ACE has been training teachers for two-year commitments in parochial schools since 1994. After completing the teaching stint, each participant receives a master’s degree in education.
ACE teachers-in-training are allotted a stipend of $12,000 a year from the schools in which they teach. In addition, most ACE participants are also eligible to apply for and receive two annual $4,725 education vouchers, provided by AmeriCorps. To qualify, the participant completes 1,700 hours of service in or outside of the classroom that is of a non-religious affiliation.
Through the ACE program, Notre Dame also receives grants of up to $400 a year for every full-time AmeriCorps member that signs on – money that covers nearly 8 percent of salaries for the ACE faculty members who are teaching secular subjects.
ACE has recently expanded its program overseas to Ireland and Holy Cross schools in Chile. Scully said the program also hopes to expand in coming years to Uganda and east Africa.
Chris Broughton, a 2004 Notre Dame graduate, said he first decided to apply to ACE after talking with upperclassmen friends already in the program. His decision to apply was confirmed after a summer of teaching English in El Salvador through the International Summer Service Learning Program run by the Center for Social Concerns.
“I was looking for a post-graduate service program that would allow me to share the gifts and talents that I had developed at Notre Dame while also enabling me to grow in faith,” he said. “ACE just seemed like the perfect fit for me.”
Broughton said the ACE program is young but solid.
“ACE has established itself as a sound teacher training program with a proven track record of producing professional Catholic educators,” he said. “We take classes in our content areas. We do reflections throughout the program that help us to process what we’re doing, what we’re learning, where we can improve. The programs three pillars – teaching, community and spiritually – serve to integrate our professional and spiritual development in such a way that we are constantly learning how to become better teachers.”

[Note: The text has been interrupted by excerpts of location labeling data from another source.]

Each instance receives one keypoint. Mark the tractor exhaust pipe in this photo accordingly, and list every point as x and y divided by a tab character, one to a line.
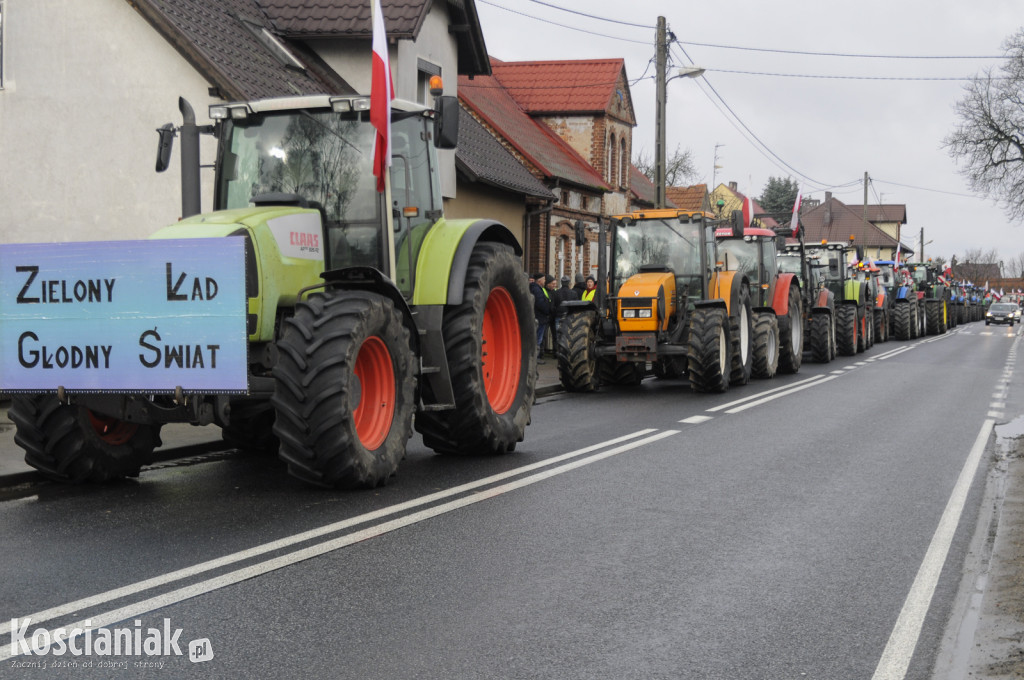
190	196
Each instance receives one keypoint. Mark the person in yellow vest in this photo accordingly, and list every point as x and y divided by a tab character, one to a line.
588	294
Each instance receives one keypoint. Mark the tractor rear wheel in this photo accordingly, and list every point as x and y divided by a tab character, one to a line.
766	344
846	330
741	330
69	442
791	335
344	389
709	350
820	339
577	358
491	344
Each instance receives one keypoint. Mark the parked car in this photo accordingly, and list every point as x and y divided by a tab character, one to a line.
1001	312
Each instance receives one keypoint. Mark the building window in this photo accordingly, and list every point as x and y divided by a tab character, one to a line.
624	161
424	71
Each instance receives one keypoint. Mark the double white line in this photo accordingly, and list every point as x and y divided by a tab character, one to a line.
486	491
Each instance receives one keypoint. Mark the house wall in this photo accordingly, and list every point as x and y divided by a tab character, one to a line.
477	200
86	84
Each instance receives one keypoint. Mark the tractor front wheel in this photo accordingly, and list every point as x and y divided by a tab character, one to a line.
70	442
791	335
344	389
577	359
709	350
766	336
491	344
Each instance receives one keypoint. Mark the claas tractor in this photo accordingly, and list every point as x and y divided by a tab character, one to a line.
369	312
666	302
818	301
777	306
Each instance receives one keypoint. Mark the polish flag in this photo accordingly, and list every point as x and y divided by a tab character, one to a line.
795	222
381	93
748	211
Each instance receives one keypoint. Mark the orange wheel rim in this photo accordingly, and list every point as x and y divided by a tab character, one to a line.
112	430
376	410
502	353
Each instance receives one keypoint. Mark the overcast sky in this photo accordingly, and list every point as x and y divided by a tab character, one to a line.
827	130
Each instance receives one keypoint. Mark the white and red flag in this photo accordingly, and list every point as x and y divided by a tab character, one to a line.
795	222
381	93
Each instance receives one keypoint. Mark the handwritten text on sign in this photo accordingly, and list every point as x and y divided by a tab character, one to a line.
123	315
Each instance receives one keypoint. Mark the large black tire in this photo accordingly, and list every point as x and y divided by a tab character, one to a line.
766	345
791	335
709	350
344	389
69	442
820	340
624	374
741	330
251	427
577	358
494	386
847	331
902	321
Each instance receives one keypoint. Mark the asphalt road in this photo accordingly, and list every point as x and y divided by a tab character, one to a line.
807	526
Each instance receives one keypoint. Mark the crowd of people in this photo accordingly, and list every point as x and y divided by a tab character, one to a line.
548	297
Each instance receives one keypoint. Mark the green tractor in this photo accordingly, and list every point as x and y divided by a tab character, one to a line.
368	310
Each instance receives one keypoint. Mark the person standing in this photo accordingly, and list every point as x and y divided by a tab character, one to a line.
591	289
542	310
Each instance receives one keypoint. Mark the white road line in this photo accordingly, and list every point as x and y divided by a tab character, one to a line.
775	396
188	592
896	656
760	394
202	567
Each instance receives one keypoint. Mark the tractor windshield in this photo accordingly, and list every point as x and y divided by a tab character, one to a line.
739	255
670	244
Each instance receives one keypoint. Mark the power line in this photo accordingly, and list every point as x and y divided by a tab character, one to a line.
600	18
749	130
849	55
563	26
794	75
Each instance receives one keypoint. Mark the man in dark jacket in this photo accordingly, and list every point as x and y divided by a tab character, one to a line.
542	308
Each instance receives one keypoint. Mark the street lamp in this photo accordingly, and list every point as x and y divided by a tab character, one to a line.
660	57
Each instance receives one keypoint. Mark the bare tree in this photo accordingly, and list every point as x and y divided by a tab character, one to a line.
988	141
977	265
679	170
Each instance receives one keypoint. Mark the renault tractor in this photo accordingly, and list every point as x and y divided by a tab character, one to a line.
367	312
778	329
668	301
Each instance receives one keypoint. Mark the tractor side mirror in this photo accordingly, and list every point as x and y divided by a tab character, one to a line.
446	123
737	223
164	146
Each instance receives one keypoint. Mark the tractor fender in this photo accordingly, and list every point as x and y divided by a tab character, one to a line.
443	258
369	279
780	300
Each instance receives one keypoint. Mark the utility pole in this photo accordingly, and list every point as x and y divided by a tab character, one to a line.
660	60
864	215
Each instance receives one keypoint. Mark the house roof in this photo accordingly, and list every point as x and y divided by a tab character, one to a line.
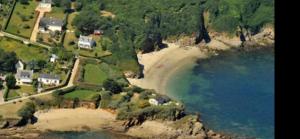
45	21
49	76
25	74
19	63
46	1
85	39
54	56
161	100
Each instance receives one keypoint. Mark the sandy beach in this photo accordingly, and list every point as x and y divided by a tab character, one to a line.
159	65
72	119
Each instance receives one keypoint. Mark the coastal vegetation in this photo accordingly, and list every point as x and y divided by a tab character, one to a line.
5	9
127	29
23	19
228	15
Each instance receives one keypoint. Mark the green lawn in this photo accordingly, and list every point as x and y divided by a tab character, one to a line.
56	12
13	93
81	94
4	13
70	36
94	74
23	15
24	52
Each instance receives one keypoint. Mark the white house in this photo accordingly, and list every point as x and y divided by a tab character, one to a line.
85	42
53	58
50	24
20	65
153	101
24	76
45	4
48	79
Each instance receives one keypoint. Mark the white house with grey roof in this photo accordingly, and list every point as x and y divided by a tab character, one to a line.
49	79
85	42
24	77
53	58
50	24
20	65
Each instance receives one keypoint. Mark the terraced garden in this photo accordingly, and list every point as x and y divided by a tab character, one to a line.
23	19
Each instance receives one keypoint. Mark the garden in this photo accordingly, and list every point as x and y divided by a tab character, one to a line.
23	19
5	10
25	52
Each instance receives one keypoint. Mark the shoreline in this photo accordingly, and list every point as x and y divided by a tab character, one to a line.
159	66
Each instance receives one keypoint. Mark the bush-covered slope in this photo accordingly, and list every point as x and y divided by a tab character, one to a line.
141	25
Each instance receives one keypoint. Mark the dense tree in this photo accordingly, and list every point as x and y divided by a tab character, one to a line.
10	81
1	84
112	86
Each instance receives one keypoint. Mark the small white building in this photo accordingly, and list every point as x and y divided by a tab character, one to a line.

Until the appeal is reviewed, the ACE program must wait for a resolution to come.
But Scully feels he has something powerful on his side.
“ACE has never been healthier. Ten years ago, when we began the program, we had no idea where we would be today,” he said. “I have no doubt that the future will hold the same kinds of surprises, as the Lord finds ways to serve the needs of children, and especially those among the poor. I have no doubt that the Holy Spirit is calling the program to service in bold ways that we have yet to even begin to imagine.”